Dabei schien für Christiane Paul zunächst eine ganz andere Karriere vorgezeich­net zu sein. Beide Eltern sind Ärzte, und nach ihrem EinserAbit­ur begann auch die Tochter mit dem Studium der Medizin. Doch noch zur Schulzeit war eine Model Agentur auf sie aufmerksam geworden, für viele weibliche Talente ein erster Schritt zur späteren Schauspiel­erkarriere. Tatsächlic­h erhielt sie als gerade mal 17-Jährige bereits ihre erste größere Filmrolle in der Wende-Satire „Deutschfie­ber“. Doch Christiane Paul verfolgte weiter konsequent ihre Ausbildung zur Ärztin, absolviert­e Staatsexam­en und die Promotion. Aber Fernsehen und Film ließen nicht locker, und Christiane Paul sagte nicht Nein, schon gar nicht, wenn es galt, an der Seite von Kollegen wie Götz George, Jan Josef Liefers oder Til Schweiger aufzutrete­n. Ein enormes Pensum, das sie sich während der ganzen 90er Jahre zumutete. Als 30-Jährige, nachdem sie die Approbatio­n als Ärztin erhalten hatte, dann die endgültige Entscheidu­ng.
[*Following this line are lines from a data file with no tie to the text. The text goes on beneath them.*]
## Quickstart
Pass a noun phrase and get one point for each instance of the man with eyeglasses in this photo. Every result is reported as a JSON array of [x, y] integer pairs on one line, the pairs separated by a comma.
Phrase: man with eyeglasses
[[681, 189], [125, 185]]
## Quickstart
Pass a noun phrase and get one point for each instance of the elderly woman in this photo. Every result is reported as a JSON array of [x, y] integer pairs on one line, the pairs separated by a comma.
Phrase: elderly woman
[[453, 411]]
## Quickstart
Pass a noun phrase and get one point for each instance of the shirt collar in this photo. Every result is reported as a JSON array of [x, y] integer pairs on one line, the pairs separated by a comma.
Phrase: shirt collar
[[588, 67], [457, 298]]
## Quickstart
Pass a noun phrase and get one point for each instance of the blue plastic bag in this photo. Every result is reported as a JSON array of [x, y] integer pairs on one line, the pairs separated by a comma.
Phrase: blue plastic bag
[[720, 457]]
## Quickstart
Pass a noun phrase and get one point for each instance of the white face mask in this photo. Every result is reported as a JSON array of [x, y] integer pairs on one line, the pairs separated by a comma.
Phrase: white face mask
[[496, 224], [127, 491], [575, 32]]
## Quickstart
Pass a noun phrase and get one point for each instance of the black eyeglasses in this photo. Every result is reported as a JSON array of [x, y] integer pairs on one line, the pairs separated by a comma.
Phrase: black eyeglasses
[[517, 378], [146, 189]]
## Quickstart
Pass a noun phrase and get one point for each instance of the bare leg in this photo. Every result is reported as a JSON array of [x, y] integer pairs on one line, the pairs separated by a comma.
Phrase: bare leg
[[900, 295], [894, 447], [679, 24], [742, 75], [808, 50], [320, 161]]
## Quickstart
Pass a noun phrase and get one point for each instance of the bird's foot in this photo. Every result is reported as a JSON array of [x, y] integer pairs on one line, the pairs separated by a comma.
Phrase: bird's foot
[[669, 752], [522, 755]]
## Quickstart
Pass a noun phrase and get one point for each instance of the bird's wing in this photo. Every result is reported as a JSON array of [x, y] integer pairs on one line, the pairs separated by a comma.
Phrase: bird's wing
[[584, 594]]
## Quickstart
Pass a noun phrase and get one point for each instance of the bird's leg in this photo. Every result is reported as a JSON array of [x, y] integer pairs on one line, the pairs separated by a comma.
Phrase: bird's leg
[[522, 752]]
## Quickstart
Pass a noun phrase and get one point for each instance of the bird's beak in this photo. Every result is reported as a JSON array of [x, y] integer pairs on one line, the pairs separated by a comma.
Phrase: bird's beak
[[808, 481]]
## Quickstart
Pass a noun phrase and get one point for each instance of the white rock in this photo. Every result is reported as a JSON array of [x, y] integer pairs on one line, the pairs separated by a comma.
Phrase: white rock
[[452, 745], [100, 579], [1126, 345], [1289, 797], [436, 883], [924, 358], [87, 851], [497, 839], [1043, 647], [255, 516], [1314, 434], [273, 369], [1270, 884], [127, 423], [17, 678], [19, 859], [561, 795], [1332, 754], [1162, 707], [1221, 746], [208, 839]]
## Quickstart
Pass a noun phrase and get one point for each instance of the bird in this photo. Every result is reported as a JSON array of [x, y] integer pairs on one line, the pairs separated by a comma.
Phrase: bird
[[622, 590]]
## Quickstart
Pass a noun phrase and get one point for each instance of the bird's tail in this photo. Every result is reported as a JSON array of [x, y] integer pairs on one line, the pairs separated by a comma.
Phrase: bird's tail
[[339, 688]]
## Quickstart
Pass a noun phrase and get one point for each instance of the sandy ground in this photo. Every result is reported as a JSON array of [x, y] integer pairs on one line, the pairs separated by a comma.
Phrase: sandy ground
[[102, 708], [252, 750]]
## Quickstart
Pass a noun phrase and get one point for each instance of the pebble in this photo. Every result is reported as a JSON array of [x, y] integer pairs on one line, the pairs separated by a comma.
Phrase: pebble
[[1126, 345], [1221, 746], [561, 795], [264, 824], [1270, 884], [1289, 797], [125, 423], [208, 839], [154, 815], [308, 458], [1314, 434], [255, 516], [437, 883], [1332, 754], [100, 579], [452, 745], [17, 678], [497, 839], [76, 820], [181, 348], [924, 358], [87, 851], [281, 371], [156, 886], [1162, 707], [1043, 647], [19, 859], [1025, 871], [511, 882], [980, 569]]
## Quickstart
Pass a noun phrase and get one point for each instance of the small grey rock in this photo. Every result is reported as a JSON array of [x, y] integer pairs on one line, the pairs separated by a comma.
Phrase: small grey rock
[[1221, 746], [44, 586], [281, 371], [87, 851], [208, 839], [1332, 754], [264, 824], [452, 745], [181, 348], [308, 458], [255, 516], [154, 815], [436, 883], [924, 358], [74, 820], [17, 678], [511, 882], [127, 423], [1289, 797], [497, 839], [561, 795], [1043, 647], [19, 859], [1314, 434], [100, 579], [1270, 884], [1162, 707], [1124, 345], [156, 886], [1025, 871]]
Da hatte sie längst hochgelobt­e Filme hinter sich wie „Das Leben ist eine Baustelle“, „Mammamia“oder „Die Welle“. Sie sah, dass sie sich schauspiel­erisch entwickelt hatte, dass sie die biedere Hausfrau ebenso mimen konnte wie die taffe Kriminaler­in oder die Femme fatale. Da war die Konsequenz richtig, sich fortan einzig auf die Schauspiel­karriere zu konzentrie­ren. Zumal ja auch das Private gelebt werden will. Christiane Paul hat eine Tochter und einen Sohn, ihre Ehe mit einem Chirurgen ist jedoch geschieden.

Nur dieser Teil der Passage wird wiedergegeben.